すぐ上の兄テラステラの昨夏の轍を踏んでほしくは無いので、成長に見合ったタイミングでデビューしてもらえれば。
ワラウカド
キングズロアが入厩し、ゲートも合格。他の馬たちは皆北海道育成中ですが、頓挫もなく順調。
カポデテュティカピ(栗東・矢作芳人厩舎)牡・未入厩

ファンタストクラブ在厩。馬体重514キロ(5月19日近況)。
最新6月2日の近況では、当週火曜日は角馬場でウォーミングアップ後にウッドチップ坂路を2本17-16と14-13で登坂。2本目は3頭併せ。
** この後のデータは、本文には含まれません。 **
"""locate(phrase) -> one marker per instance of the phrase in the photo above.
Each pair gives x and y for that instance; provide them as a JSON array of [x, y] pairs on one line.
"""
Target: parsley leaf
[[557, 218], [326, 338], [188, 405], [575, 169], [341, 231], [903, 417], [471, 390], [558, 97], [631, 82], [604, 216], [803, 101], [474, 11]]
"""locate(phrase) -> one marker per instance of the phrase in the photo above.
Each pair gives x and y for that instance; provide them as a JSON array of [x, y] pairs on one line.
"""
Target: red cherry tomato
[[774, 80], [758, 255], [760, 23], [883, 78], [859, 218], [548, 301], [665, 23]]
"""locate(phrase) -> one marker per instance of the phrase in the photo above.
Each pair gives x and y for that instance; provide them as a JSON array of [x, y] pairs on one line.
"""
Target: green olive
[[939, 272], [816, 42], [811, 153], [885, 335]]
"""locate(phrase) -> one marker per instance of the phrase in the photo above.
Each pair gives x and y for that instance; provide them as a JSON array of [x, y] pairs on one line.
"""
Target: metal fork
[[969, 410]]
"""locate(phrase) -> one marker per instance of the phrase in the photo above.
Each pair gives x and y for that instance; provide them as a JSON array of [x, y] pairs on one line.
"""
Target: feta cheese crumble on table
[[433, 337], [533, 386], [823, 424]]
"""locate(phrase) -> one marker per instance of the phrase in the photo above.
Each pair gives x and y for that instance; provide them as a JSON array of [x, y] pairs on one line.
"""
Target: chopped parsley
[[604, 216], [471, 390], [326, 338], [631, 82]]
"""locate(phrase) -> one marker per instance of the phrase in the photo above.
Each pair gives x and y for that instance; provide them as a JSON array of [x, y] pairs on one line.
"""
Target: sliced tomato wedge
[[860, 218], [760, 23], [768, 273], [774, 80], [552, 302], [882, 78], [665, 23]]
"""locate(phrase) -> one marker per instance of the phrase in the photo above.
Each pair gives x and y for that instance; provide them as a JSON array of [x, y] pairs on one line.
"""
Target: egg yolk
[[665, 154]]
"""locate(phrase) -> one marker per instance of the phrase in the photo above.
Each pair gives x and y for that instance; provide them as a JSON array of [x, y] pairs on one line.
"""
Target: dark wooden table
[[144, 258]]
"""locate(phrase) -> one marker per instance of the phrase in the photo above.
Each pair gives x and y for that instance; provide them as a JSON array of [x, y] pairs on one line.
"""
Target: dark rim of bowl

金曜日は、角馬場でウォーミングアップ後にウッドチップ坂路を2本単走17-16と14-13で登坂。
他の日は、屋内ダートコースをキャンターで2周半から3周程度を乗り込み。
調教の負荷が上がっても軽い走りで時計も13秒を切り、ゲート練習も問題なく進められているという事で、順調。
もう少し馬体を増やせるように調整していくという事ですが、514キロあってもまだ足りないのか……。
……まさか贅肉多め?
「中身のある筋肉で、もう少し馬体を増やせるよう」という言い方なので、どうでしょう?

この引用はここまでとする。